The flawed purges of people with felony convictions from Florida’s voter rolls during the 2000 and 2004 elections are now well known. In 2000, thousands of legal voters were purged from Florida’s voter rolls. One list sent to Florida officials erroneously included the names of 8,000 Florida residents who had committed misdemeanors – not felonies – in Texas. In 2004, despite Florida’s sizable Hispanic population, the state’s purge list contained only 61 Hispanic surnames, and also mistakenly included thousands who had had their voting rights restored. After these and other errors were publicized, the state withdrew its felon purge list. But under Florida law, county election officials may still purge voters based on their own, locally generated lists. 
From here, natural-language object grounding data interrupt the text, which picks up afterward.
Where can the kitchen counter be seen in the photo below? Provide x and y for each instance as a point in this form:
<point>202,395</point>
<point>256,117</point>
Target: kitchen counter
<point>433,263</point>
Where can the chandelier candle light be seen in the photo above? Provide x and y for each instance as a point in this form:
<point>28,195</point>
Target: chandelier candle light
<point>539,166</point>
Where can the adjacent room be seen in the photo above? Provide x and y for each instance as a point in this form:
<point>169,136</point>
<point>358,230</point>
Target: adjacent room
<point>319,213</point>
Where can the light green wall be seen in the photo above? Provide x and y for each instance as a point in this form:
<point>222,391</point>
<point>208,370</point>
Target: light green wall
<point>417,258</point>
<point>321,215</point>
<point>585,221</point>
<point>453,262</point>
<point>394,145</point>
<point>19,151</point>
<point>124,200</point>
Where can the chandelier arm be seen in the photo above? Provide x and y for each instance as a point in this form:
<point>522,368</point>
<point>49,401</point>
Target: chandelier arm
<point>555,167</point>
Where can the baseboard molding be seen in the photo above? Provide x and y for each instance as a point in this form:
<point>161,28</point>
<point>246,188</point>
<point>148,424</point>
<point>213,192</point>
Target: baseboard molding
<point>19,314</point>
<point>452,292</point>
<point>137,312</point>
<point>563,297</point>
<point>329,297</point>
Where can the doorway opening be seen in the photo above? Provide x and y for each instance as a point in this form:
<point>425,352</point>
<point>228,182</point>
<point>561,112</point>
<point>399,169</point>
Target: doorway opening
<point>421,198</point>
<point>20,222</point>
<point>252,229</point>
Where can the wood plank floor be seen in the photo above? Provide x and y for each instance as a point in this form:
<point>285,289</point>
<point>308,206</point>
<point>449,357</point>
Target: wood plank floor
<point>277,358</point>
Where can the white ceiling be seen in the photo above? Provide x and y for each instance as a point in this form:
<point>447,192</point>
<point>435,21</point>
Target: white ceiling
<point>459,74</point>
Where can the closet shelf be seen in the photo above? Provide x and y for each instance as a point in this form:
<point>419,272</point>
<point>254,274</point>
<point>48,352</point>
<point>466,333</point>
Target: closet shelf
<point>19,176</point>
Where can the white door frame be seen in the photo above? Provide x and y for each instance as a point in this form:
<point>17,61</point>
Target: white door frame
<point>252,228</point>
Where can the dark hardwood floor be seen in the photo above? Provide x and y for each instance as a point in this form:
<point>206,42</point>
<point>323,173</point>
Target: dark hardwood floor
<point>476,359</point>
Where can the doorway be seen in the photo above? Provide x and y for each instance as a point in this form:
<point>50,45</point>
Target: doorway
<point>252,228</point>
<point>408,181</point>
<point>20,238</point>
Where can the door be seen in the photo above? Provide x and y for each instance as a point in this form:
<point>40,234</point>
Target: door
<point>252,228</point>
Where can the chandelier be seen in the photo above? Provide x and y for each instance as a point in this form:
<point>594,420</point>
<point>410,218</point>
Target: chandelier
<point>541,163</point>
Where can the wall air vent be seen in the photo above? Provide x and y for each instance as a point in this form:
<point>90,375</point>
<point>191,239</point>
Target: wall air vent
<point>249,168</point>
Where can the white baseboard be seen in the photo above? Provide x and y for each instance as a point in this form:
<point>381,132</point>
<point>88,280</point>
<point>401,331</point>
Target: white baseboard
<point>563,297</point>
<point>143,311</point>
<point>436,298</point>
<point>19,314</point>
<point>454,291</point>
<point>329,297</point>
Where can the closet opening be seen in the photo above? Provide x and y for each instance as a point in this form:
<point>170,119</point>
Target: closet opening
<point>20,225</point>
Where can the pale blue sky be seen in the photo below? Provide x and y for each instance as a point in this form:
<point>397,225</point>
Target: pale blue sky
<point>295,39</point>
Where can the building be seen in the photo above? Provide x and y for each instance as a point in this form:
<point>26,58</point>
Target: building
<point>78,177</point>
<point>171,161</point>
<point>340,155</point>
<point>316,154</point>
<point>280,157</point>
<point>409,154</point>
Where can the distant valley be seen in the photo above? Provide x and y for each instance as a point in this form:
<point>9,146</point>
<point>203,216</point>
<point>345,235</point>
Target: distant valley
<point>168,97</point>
While Florida’s purges of felons from voter rolls in 2000 have received national attention, little is known about the procedures other states use. To shed some light on these procedures, we surveyed the purge processes of 15 states. The states have a wide variety of disfranchisement laws. All except Maine and Vermont prohibit incarcerated felons from voting. Thirty-five states restrict those on parole, 31 of them also restrict those on probation, and seven deny the right to vote to all felons who have completed their sentences. In seven other states, described here as “mixed status” states, a person can permanently lose the right to vote based on criminal history, type of offense, or when the offense occurred. The result: Nearly 5 million American citizens, two percent of the voting-age population, have lost the fundamental right to participate in our political process.